Sadly, since htmlspecialchars() is currently broken in hhvm using it instead of htmlentitities() still leaves brokenness.
Regardless of the arguments pro or con, the goal should be to duplicate existing PHP behavior, not to rethink it.
In the end it is not critical, because this library works on HHVM as expected. Just the tests will not run exactly the same because of this one different behaviour. Lets see what the future brings.
Lost me there. Does not matter UTF8 or Latin1, you do not want to emit a naked & in HTML because that is invalid HTML. Ditto < and >.

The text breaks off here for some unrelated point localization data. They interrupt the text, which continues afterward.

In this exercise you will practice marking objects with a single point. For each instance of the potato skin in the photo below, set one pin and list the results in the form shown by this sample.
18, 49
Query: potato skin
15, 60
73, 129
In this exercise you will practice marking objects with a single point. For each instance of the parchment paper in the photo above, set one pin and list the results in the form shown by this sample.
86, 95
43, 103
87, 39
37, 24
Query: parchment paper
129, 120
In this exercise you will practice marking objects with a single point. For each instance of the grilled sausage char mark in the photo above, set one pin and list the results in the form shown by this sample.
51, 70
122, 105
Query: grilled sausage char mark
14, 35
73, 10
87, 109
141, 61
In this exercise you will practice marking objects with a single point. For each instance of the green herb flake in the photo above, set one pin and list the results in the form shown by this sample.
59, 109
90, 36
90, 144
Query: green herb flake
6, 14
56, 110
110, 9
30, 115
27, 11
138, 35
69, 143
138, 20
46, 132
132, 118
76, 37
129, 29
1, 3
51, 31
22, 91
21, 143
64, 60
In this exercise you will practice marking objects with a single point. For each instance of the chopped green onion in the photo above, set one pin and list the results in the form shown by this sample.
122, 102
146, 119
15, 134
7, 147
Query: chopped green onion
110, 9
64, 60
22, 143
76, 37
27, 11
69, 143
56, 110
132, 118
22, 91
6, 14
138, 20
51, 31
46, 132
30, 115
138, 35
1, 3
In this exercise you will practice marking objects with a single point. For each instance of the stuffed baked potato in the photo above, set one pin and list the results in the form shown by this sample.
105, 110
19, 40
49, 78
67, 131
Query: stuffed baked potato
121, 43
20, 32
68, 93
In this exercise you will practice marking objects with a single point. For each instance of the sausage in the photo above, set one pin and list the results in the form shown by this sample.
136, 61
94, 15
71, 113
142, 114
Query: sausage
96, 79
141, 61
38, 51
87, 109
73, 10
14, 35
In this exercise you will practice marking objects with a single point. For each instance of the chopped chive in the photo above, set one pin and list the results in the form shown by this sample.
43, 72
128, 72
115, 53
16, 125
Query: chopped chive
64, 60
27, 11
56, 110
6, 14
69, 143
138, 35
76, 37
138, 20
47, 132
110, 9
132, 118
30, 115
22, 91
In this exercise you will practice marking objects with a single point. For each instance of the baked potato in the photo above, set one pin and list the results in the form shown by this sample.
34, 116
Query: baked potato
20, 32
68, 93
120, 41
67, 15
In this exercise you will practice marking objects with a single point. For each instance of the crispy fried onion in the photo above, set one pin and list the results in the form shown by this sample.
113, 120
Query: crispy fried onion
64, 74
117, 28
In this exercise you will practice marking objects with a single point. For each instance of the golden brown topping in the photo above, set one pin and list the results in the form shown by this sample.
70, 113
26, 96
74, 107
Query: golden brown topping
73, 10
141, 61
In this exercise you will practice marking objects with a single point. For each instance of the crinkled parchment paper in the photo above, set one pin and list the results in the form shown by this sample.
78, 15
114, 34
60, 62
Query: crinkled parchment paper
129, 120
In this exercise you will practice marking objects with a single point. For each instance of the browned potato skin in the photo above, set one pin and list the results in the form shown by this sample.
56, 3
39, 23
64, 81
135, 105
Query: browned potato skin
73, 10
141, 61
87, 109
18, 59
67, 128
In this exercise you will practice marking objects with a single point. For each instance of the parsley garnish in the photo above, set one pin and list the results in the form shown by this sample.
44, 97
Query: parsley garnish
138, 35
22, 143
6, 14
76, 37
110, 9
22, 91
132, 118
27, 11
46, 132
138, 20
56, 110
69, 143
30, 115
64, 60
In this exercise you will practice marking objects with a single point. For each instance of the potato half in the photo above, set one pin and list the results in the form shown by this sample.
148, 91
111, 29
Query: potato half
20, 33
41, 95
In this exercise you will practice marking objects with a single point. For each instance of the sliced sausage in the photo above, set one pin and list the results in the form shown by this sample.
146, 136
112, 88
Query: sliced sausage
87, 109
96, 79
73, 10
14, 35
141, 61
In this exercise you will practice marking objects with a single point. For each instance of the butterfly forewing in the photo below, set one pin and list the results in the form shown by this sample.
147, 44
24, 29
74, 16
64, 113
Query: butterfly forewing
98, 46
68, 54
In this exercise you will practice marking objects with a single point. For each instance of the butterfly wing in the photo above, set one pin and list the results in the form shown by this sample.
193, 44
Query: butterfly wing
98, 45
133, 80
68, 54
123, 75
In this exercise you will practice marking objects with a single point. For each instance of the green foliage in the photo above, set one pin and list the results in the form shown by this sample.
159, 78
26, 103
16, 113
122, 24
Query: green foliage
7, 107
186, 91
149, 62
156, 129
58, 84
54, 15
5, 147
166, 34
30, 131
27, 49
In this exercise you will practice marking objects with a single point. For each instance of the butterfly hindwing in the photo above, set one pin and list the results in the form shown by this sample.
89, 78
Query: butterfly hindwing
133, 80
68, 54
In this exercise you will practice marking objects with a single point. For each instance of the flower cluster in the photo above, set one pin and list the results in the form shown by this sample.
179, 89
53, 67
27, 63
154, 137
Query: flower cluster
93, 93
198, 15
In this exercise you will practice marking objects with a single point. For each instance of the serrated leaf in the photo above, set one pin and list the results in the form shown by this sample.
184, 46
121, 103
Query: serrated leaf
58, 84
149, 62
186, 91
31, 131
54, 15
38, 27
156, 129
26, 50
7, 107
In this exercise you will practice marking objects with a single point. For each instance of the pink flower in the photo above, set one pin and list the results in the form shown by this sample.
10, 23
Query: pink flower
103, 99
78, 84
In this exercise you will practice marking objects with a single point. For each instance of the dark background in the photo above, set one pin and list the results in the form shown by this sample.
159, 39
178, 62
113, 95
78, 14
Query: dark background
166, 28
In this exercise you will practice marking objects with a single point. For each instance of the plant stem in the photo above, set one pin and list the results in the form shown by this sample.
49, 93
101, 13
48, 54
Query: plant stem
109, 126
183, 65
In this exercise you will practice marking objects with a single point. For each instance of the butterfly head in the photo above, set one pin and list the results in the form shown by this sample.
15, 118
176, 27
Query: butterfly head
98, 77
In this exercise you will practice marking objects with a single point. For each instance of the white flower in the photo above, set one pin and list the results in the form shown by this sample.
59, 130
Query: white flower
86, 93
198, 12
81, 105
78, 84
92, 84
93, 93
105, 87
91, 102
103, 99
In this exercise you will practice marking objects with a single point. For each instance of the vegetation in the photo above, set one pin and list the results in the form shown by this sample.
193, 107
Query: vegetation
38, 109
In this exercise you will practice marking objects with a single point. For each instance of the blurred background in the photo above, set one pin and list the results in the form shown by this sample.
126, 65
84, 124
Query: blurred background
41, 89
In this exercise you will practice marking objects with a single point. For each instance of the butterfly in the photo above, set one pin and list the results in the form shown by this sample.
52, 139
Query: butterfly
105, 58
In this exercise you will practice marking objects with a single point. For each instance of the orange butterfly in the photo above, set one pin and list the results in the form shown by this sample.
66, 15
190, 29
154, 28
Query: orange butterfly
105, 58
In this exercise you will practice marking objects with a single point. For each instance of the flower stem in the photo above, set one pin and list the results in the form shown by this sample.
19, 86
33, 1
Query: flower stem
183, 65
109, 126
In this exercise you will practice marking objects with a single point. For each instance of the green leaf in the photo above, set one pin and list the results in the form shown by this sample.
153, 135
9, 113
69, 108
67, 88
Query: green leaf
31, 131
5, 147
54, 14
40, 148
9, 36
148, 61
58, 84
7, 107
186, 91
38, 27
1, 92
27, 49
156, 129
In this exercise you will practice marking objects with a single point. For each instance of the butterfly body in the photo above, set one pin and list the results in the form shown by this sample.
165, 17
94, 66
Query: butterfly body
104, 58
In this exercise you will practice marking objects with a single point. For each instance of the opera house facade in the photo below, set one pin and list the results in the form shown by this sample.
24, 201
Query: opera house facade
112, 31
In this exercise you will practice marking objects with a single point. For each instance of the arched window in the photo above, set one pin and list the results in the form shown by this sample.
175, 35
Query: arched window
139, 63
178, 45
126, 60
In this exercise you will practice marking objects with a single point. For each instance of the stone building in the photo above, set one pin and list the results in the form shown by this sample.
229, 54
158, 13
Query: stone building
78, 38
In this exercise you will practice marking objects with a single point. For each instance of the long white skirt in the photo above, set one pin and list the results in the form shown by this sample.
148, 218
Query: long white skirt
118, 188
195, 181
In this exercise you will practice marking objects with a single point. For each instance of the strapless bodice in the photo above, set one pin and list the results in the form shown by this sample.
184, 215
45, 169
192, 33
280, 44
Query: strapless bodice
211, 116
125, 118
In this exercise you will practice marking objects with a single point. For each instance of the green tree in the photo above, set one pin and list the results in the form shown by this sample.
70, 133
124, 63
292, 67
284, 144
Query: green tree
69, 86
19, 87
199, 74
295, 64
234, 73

HHVM will create html entites for "<>&" as intended. It will just not create html entites for "Ãà...".
In the end it is not critical, because this library works on HHVM as expected.
Uh, no. I expect it to work as in the PHP documentation. See HHVM bug #2061
HHVM will create html entites for "<>&" as intended.
Uh, no, see HHVM bug #2064
In case somebody else tries to add support for HHVM, this is the current state:
There is currently a problem with some test with unicode caracters: https://travis-ci.org/h4cc/sql-formatter/jobs/20499499 Cause is the htmlentities function, which does not encode unicode characters with corresponding entities: https://github.com/facebook/hhvm/issues/1875
A solution could be replacing htmlentities with htmlspecialchars. But even there is a small bug, because using ENT_IGNORE will simple skip all non ASCII chars: https://github.com/facebook/hhvm/issues/2071
Example:
Output:
But this should be solveable by switching to ENT_SUBSTITUTE.
@jdorn What do you think? Waiting for a HHVM fix or using htmlspecialchars with ENT_SUBSTITUTE?